Trump didn’t expand on the thought. But he clearly linked high turnout to Republicans losing elections. The most generous reading of his comment is that he was referring to large-scale voter fraud resulting from the easier vote-by-mail options; Trump has in the past baselessly speculated about millions of fraudulent votes helping Democrats in the 2016 election. The more nefarious reading would be that allowing more people to participate in the process legally would hurt his party because there are more Democratic-leaning voters in the country.

That’s apparently true, but you typically don’t see Republicans expressing the sentiment so directly. Generally, they’ll connect tighter voting rules such as Voter ID to protecting the integrity of the process.

On several occasions in recent years, though, Republicans have arguably gone further than that, as Trump just did.

In 2012, then-Pennsylvania state House Majority Leader Mike Turzai (R) hailed the passage of Voter ID in his state and suggested it would be a boon to the GOP presidential nominee, Mitt Romney.

“Voter ID, which is going to allow Governor Romney to win the state of Pennsylvania: Done,” Turzai said while recounting his state party’s accomplishments.

After Romney lost the state, the state’s Republican Party chairman still said Voter ID helped.

“We probably had a better election,” the chairman, Robert Gleason, said. “Think about this: We cut [Barack] Obama by 5 percent, which was big. A lot of people lost sight of that. He beat [John] McCain by 10 percent; he only beat Romney by 5 percent. And I think that probably photo ID helped a bit in that.”

Rep. Glenn Grothman (R-Wis.) offered similar comments during the 2016 presidential election.

“I think Hillary Clinton is about the weakest candidate the Democrats have ever put up,” Grothman said, adding: “And now we have photo ID, and I think photo ID is going to make a little bit of a difference as well.”

Grothman elaborated that he was referring to combating voter fraud rather than suggesting requiring ID would suppress Democratic votes in the state. “I think we believe that, insofar as there are inappropriate things, people who vote inappropriately are more likely to vote Democrat,” he said.

This is an idea Trump has referred to frequently, but there is scant evidence of actual large-scale voter fraud in this country, including in vote-by-mail options.

But Trump isn’t even the only high-ranking national Republican during the 2020 election to reference the idea that higher turnout would hamper the party’s chances. Last year, Senate Majority Leader Mitch McConnell (R-Ky.) dismissed Democrats’ proposal to make Election Day a federal holiday, suggesting it was intended to help them win elections — apparently by increasing turnout.

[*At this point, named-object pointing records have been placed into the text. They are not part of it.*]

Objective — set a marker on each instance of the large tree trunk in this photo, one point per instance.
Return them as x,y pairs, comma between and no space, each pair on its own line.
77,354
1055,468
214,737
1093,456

“This is the Democrat plan to restore democracy?” McConnell said with a laugh. “A power grab that’s smelling more and more like exactly what it is.”

McConnell at the time referred to the underlying bill as the “Democrat Politician Protection Act.”

Surveys have indeed shown higher turnout probably would benefit Democrats, given many more nonvoters lean toward that party than they do the GOP. A 2014 study by the Pew Research Center showed that among people who weren’t registered to vote or didn’t plan to vote in that year’s midterm election, 51 percent favored the Democratic Party, while just 30 percent favored the Republican Party. Young people, in particular, tend to be liberal but vote at much lower rates than more conservative, older voters.

Democrats for years sought to make it easier to vote, including by expanding early voting and vote-by-mail options, and have accused Republicans of suppressing votes by pushing Voter ID and purging voter rolls. Polls have shown people generally favor the concept of Voter ID and believe fraud is relatively prevalent, but this belief has not been proved in any real measure.

Trump tasked then-Kansas Secretary of State Kris Kobach with leading a voter fraud commission in 2017, but the effort turned up only a handful of alleged cases before it was disbanded in January 2018. A Democrat who served on the panel called it “the most bizarre thing I’ve ever been a part of.”